Meta is pulling back sharply from the virtual reality push that once defined its future, cutting more than 1,000 jobs and closing several VR game studios as it redirects money and talent toward artificial intelligence and wearable technology.
The layoffs, confirmed this week, affect roughly 10 percent of Meta’s Reality Labs hardware unit, which develops Quest headsets and the Horizon Worlds virtual platform. According to people familiar with the matter, studios being shut down include Armature Studio, Twisted Pixel, Sanzaru and a technical group known as Oculus Studios Central Technology. Additional job cuts are hitting other teams, including Ouro Interactive, which builds content for Horizon Worlds.
Meta Chief Technology Officer Andrew Bosworth is expected to address employees in an all hands meeting on Wednesday.
The retrenchment marks a significant shift from the strategy Mark Zuckerberg laid out just over four years ago when Facebook rebranded as Meta, signaling a bet that work, entertainment and social life would increasingly move into immersive virtual spaces. Instead, the company is now channeling its resources into artificial intelligence, an area Zuckerberg has embraced aggressively.
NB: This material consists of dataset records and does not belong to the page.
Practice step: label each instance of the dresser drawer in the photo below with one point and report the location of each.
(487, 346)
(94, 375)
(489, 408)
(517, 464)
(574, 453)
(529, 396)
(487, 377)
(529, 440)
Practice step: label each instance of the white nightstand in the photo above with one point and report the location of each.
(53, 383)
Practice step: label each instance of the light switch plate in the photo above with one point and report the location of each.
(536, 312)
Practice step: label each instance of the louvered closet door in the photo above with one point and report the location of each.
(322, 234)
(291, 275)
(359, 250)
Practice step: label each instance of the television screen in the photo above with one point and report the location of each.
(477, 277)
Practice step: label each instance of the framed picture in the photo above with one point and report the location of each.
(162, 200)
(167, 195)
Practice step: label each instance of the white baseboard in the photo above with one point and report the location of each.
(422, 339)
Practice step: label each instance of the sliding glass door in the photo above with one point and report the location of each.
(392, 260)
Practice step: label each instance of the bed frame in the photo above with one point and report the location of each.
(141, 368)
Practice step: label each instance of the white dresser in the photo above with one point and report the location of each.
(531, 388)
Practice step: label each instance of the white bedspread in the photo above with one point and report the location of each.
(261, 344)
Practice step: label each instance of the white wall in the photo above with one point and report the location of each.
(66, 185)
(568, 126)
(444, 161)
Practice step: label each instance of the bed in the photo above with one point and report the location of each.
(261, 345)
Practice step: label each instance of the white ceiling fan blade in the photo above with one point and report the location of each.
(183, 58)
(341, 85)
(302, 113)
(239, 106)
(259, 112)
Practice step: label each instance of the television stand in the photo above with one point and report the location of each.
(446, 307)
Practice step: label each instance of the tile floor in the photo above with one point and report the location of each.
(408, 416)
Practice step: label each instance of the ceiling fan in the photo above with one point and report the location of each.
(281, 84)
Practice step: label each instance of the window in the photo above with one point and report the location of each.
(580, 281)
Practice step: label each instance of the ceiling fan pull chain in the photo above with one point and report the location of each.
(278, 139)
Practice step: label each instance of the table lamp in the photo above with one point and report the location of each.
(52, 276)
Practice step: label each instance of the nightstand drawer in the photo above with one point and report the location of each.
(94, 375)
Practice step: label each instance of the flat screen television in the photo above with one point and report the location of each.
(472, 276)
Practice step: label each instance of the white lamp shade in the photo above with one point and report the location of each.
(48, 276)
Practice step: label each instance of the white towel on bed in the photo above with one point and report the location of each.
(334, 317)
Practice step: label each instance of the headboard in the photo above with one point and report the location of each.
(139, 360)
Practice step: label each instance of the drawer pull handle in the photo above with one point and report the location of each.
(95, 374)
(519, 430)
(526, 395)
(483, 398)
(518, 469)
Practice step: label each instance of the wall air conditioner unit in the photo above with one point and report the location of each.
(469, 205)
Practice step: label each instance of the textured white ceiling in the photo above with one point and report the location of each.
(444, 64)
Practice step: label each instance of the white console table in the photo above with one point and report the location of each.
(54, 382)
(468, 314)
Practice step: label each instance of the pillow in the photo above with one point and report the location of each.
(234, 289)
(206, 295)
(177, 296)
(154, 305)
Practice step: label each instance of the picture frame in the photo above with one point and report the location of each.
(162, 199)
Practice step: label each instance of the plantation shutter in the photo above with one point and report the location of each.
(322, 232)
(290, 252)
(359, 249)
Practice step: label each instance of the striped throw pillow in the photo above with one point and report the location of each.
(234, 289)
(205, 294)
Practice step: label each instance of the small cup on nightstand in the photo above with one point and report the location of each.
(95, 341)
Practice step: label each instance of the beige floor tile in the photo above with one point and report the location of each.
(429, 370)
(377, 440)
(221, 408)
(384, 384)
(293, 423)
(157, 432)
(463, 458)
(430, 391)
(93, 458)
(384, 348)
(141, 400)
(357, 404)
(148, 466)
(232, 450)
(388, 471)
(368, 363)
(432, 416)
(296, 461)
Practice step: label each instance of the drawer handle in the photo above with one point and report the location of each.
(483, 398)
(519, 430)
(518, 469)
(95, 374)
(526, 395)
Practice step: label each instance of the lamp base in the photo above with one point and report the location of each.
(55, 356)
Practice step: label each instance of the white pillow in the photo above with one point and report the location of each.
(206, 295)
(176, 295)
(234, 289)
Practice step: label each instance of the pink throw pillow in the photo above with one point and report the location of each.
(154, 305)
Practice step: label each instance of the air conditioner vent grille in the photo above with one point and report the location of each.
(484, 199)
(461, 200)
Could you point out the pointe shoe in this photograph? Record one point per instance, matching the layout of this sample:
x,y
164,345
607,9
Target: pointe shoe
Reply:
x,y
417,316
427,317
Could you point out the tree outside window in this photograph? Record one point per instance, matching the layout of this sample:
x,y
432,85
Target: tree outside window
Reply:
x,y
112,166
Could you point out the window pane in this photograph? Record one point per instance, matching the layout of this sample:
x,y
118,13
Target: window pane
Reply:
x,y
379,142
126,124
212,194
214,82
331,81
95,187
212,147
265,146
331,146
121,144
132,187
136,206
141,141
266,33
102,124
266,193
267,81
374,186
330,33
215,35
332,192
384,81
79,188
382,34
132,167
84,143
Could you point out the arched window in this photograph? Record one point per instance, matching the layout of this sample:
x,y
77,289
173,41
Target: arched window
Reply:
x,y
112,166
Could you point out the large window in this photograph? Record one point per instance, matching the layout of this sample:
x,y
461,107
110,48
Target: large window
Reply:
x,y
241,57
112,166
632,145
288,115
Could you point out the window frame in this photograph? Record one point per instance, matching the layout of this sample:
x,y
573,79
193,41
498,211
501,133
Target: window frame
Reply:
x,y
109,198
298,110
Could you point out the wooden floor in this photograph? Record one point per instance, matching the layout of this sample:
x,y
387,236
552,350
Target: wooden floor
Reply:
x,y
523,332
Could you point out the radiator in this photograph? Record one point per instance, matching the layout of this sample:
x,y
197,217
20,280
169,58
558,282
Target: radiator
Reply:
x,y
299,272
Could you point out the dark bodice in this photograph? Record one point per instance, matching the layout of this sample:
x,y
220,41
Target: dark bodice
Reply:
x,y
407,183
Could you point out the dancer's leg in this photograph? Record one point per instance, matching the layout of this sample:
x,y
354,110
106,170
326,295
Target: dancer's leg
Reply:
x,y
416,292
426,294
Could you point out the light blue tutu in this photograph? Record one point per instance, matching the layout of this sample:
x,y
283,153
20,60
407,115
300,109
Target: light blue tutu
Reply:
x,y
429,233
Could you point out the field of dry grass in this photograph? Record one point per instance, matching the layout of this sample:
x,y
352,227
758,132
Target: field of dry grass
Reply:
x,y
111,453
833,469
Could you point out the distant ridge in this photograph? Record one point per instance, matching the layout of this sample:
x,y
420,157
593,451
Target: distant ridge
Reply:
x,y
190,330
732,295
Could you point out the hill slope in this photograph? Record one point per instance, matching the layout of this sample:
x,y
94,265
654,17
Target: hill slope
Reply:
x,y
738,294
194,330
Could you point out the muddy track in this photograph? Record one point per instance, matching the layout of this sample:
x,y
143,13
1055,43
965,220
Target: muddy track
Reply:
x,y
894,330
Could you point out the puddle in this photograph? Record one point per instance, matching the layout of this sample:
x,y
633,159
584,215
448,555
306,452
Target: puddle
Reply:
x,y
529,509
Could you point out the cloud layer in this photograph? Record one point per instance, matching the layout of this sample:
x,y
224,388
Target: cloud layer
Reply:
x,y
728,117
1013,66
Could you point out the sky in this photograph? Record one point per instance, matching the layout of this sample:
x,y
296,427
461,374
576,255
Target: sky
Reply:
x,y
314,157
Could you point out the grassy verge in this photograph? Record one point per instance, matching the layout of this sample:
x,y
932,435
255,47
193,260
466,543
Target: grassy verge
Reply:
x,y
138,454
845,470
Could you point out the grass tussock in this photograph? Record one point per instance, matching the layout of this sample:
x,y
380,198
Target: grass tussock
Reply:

In June, Meta spent $14.3 billion to bring in Scale AI founder Alexandr Wang to lead AI strategy, along with other engineers and researchers. In October, Vishal Shah, who previously oversaw metaverse efforts, became vice president of AI products. Meta also raised its projected 2025 capital spending to between $70 billion and $72 billion, with even larger increases expected in 2026.
“This is part of that effort, and we plan to reinvest the savings to support the growth of wearables this year,” a Meta spokesperson said, declining to comment directly on the layoffs.
While virtual reality has struggled to gain mass adoption, Meta has found more traction with AI powered wearables. Its partnership with EssilorLuxottica on Ray Ban Meta smart glasses has produced stronger demand. The companies unveiled display enabled glasses priced at $799 last year, though Meta recently delayed a wider global rollout due to limited supply and high US demand. Luxottica executives have said production capacity could reach 10 million units sooner than planned.
Despite the cuts, Meta is not abandoning VR entirely. The company is reshaping Horizon Worlds to resemble platforms like Roblox and Minecraft, aiming to attract younger users and mobile gamers. Horizon Worlds has never exceeded a few hundred thousand monthly active users, far below Roblox, which reports more than 150 million daily users.
Meta has encouraged developers to build simpler, kid friendly games and has shifted Horizon Worlds toward mobile access. In February, the company launched a $50 million Creator Fund to boost content creation, with an emphasis on mobile experiences and easier access through Facebook and Instagram.
The pullback comes after years of heavy losses. Since late 2020, Reality Labs has accumulated more than $70 billion in losses. In its most recent quarterly report, the division posted a $4.4 billion loss on $470 million in revenue.
Analysts say the move reflects broader industry realities. VR hardware adoption has lagged, while mobile and AI driven products continue to grow.
“It kind of follows that Meta will be moving it towards mobile as mobile gaming has become very popular over the last five years or so,” said Ben Hatton of CCS Insight.
For Meta, the latest changes underscore a clear pivot away from the metaverse dream that once defined the company, toward an AI focused strategy it hopes will deliver results sooner and at greater scale.